Wheeled vehicles often utilize a suspension system, at one or more corners of the vehicle, in which a wheel is attached to a chassis of the vehicle by several suspension elements, including a generally horizontally extending articulating control arm. The control arm has an inboard end thereof attached in an articulating manner to the chassis, and an outboard end thereof attached in an articulating manner to a steering knuckle, or other structure, including an axle supporting the wheel. Having the inboard and outboard ends of the control arm articulated in this manner allows the inboard and outboard ends of the control arm to move up and down with respect to one another, during operation of the vehicle.
One or more compressible suspension elements, such as a spring or a damper, are also typically connected between the chassis of the vehicle and a fixed intermediate attachment point on the control arm, at a point located between the inboard and outboard ends of the control arm, for supporting the vehicle on the suspension and limiting motion of the suspension during various operating conditions of the vehicle.
In the majority of suspension systems used in the past, the various elements making up the suspension system are passive, in that once they are manufactured and installed in the suspension system, their performance parameters are not adjusted, during operation of the vehicle, to actively tune the suspension to accommodate variables such as differing road surfaces, operating speeds, or how heavily or lightly the vehicle may be loaded. The ability to actively tune a suspension is highly desirable.

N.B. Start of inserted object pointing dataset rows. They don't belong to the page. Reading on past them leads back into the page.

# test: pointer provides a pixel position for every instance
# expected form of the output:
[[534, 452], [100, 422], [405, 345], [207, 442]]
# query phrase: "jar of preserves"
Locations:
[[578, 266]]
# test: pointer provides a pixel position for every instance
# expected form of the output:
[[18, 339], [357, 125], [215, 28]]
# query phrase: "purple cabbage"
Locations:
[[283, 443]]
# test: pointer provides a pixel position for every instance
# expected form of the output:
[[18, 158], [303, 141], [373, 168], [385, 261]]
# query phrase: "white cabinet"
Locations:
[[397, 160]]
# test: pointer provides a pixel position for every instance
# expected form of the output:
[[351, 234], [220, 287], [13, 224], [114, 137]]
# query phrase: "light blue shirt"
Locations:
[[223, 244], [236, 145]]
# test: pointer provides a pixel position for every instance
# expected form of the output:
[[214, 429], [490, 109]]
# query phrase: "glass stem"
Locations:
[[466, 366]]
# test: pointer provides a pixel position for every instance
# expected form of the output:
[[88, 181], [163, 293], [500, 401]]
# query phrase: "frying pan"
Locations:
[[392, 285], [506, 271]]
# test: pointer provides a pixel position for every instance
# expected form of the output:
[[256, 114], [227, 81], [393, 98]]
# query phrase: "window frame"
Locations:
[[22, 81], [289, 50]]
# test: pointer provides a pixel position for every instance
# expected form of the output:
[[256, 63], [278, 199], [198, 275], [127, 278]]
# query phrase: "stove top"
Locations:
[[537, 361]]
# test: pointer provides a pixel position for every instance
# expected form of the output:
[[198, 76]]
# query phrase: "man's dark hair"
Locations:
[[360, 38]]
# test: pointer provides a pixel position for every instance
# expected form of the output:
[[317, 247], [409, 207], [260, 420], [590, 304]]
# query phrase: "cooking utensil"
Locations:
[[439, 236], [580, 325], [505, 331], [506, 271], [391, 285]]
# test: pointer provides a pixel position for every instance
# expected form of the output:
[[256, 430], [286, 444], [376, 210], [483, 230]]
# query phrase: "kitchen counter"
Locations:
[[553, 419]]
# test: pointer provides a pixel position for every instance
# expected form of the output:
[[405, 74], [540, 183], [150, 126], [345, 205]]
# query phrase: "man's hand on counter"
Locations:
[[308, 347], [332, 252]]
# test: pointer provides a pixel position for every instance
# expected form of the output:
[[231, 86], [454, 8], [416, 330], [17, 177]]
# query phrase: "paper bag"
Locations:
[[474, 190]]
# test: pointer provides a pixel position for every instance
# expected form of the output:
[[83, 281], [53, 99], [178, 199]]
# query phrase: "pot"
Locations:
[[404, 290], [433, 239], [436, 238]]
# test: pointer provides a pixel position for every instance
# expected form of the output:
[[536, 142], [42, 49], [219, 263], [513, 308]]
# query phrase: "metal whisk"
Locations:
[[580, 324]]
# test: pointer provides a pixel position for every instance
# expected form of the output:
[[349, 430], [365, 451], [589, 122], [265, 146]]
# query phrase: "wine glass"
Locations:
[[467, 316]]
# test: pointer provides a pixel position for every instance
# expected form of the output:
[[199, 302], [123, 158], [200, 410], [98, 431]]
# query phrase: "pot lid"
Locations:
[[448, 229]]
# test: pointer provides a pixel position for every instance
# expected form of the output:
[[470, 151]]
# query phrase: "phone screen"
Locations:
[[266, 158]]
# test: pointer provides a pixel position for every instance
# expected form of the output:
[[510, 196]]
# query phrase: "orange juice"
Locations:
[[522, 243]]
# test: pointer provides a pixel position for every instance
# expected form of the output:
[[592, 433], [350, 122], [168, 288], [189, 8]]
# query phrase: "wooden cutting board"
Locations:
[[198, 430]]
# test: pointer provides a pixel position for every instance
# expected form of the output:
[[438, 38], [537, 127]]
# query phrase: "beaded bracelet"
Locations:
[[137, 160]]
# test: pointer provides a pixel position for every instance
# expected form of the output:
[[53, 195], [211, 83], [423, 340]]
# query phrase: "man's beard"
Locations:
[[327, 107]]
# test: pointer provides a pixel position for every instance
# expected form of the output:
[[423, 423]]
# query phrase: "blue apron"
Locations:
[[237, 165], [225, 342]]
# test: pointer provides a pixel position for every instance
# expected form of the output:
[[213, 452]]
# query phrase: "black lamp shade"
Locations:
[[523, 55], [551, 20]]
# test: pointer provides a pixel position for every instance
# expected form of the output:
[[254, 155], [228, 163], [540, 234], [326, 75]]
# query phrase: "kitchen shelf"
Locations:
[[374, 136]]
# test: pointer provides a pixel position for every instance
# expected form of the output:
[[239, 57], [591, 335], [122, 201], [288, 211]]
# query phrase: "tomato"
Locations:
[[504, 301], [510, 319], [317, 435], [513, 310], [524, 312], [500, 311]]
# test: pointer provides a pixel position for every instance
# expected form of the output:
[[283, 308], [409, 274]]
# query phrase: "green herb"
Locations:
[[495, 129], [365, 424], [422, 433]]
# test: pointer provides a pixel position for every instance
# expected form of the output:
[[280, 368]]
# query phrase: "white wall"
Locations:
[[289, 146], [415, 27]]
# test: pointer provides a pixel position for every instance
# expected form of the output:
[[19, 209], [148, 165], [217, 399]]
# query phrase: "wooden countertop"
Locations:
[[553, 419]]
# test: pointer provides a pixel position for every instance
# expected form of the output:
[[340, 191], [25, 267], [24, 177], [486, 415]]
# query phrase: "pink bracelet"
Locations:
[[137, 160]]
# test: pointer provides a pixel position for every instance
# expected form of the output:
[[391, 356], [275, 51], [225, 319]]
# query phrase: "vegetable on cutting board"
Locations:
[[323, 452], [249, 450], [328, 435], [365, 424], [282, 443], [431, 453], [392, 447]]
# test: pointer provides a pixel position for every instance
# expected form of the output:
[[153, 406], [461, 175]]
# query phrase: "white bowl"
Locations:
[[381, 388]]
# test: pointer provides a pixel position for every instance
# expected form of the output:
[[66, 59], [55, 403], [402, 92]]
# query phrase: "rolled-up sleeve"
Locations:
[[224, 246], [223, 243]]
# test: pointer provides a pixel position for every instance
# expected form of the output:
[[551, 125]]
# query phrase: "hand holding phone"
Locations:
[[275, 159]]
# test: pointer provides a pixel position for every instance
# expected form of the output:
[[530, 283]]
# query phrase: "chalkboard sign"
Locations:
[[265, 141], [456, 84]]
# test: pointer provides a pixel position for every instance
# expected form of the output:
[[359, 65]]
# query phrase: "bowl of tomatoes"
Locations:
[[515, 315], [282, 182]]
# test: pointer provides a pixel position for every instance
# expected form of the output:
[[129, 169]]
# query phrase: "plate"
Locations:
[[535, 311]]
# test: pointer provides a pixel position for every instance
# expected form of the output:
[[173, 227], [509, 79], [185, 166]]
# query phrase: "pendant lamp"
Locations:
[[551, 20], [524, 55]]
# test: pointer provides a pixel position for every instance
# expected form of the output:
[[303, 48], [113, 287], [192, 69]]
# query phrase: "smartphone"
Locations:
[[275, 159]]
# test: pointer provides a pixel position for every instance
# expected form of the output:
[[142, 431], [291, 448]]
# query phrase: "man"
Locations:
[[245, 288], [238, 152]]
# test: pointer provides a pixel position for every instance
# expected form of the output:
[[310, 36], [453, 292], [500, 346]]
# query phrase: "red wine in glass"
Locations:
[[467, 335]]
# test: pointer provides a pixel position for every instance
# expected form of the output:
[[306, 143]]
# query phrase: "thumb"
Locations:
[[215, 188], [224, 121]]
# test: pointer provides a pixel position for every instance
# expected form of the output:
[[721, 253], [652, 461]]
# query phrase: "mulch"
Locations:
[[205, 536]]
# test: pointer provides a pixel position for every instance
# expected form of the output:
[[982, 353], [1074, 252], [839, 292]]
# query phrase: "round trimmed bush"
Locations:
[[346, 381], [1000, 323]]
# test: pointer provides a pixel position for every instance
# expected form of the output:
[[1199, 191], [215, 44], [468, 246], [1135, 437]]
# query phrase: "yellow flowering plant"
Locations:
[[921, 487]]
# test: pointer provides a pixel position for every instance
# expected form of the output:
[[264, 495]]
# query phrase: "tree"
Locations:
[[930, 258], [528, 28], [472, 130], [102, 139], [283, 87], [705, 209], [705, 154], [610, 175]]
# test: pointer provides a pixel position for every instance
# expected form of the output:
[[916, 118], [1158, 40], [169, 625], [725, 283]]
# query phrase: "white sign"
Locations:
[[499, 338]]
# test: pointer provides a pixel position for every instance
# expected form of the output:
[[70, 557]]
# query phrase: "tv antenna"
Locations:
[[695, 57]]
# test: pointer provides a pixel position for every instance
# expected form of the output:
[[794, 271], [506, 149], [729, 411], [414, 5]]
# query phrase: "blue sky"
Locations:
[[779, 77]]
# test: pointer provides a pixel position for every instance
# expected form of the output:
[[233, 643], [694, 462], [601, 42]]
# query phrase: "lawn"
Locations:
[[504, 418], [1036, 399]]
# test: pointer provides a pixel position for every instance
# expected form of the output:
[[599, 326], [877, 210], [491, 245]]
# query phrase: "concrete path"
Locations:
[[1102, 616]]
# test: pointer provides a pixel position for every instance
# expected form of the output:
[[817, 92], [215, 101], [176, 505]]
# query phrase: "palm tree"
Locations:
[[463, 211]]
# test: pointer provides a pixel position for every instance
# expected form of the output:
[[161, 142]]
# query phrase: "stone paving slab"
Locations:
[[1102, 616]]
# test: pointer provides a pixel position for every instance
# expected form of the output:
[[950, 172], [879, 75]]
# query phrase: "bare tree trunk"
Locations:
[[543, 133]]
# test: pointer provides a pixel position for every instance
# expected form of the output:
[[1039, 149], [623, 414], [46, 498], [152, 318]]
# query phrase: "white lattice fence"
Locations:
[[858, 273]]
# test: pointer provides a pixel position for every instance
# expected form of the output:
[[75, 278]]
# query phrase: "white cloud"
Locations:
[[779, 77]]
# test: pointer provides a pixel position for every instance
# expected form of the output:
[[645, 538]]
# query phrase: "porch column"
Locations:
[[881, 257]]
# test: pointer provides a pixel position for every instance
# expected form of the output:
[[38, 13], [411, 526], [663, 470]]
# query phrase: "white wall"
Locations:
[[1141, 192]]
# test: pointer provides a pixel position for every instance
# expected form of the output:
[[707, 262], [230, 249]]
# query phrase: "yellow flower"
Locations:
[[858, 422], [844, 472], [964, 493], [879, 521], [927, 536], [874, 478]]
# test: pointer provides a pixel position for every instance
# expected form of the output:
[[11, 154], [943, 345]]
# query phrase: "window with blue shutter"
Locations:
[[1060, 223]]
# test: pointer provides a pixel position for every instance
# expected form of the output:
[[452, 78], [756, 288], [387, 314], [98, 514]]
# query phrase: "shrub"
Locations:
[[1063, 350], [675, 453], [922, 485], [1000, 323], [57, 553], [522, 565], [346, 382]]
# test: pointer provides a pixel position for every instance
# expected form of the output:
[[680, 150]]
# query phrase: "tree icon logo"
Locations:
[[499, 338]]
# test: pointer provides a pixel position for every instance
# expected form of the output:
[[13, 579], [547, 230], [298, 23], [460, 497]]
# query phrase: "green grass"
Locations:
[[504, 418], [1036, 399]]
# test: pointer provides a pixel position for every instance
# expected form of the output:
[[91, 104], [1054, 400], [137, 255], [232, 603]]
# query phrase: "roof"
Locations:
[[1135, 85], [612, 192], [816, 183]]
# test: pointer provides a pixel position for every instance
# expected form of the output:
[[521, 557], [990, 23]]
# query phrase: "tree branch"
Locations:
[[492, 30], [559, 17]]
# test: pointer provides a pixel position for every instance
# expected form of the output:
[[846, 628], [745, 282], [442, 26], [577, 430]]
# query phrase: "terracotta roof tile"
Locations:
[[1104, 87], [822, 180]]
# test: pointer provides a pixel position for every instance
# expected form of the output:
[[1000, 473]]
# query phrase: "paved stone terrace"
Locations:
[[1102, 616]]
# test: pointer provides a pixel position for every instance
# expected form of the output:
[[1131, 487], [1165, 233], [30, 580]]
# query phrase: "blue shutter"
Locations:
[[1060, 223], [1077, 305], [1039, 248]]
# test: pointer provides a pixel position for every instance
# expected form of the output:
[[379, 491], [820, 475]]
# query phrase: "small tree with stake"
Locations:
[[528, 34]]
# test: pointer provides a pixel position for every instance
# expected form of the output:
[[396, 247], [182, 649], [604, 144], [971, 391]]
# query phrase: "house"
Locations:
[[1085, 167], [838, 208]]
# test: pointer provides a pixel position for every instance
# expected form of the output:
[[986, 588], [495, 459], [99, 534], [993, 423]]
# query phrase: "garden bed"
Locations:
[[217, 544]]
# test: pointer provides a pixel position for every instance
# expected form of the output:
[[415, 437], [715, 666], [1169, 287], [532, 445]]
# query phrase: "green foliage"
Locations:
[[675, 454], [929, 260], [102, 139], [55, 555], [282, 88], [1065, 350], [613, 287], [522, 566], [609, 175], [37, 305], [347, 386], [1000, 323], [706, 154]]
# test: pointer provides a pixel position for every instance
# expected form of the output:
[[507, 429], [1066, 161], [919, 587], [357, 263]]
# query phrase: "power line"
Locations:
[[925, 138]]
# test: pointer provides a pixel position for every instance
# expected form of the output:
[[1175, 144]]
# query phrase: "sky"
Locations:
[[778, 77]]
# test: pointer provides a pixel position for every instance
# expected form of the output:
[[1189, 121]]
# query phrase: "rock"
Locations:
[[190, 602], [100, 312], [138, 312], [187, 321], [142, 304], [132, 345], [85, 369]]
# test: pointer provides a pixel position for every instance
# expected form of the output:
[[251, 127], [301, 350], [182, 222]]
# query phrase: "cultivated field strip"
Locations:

Some prior suspension systems have used various approaches to provide active suspension tuning, but these approaches have generally been too complex and costly to find wide acceptance and use. In one prior approach, compressible suspension elements include springs or dampers having cavities for containing compressed air, supplied by an onboard compressor and pneumatic system. In a similar prior approach, compressible suspension elements include springs or dampers having cavities for containing variable amounts of hydraulic fluid, supplied by an onboard hydraulic pump and hydraulic system. An onboard computer controls the compressible suspension elements in response to signals generated by sophisticated system of sensors placed throughout the vehicle. By varying the amount or the pressure of air or hydraulic fluid in the cavities of the compressible suspension elements, the height of the chassis can be varied, to compensate for changes in vehicle loading, or the stiffness of the suspension at the corners of the vehicle can be varied to provide improved handling during maneuvering of the vehicle. The need to carry a hydraulic or pneumatic system, and the bulkiness and cost of the compressible suspension elements have limited the use of such prior actively tuned suspension systems.
In another more recent approach to providing an actively tunable suspension system, hydraulic dampers in the suspension systems are filled with a special magnetorheological (MR) fluid, which changes viscosity when exposed to a magnetic field, and the dampers are equipped with electrical coils for impressing a magnetic flux on the MR fluid. By varying the electrical current provided to the coils, the viscosity of the MR fluid can be actively controlled, which in turn causes the damper to become more, or less stiff, depending upon the level of electrical current that is applied. While such MR damping systems work well, and are considerably less complex and smaller in size than other prior approaches using hydraulic or pneumatic systems, the cost of the MR fluid and MR dampers is high enough that their use has been limited to only a few relatively high priced vehicles.
What is needed is an improved method and apparatus for providing an actively tunable vehicle suspension, that overcomes one or more of the problems described above.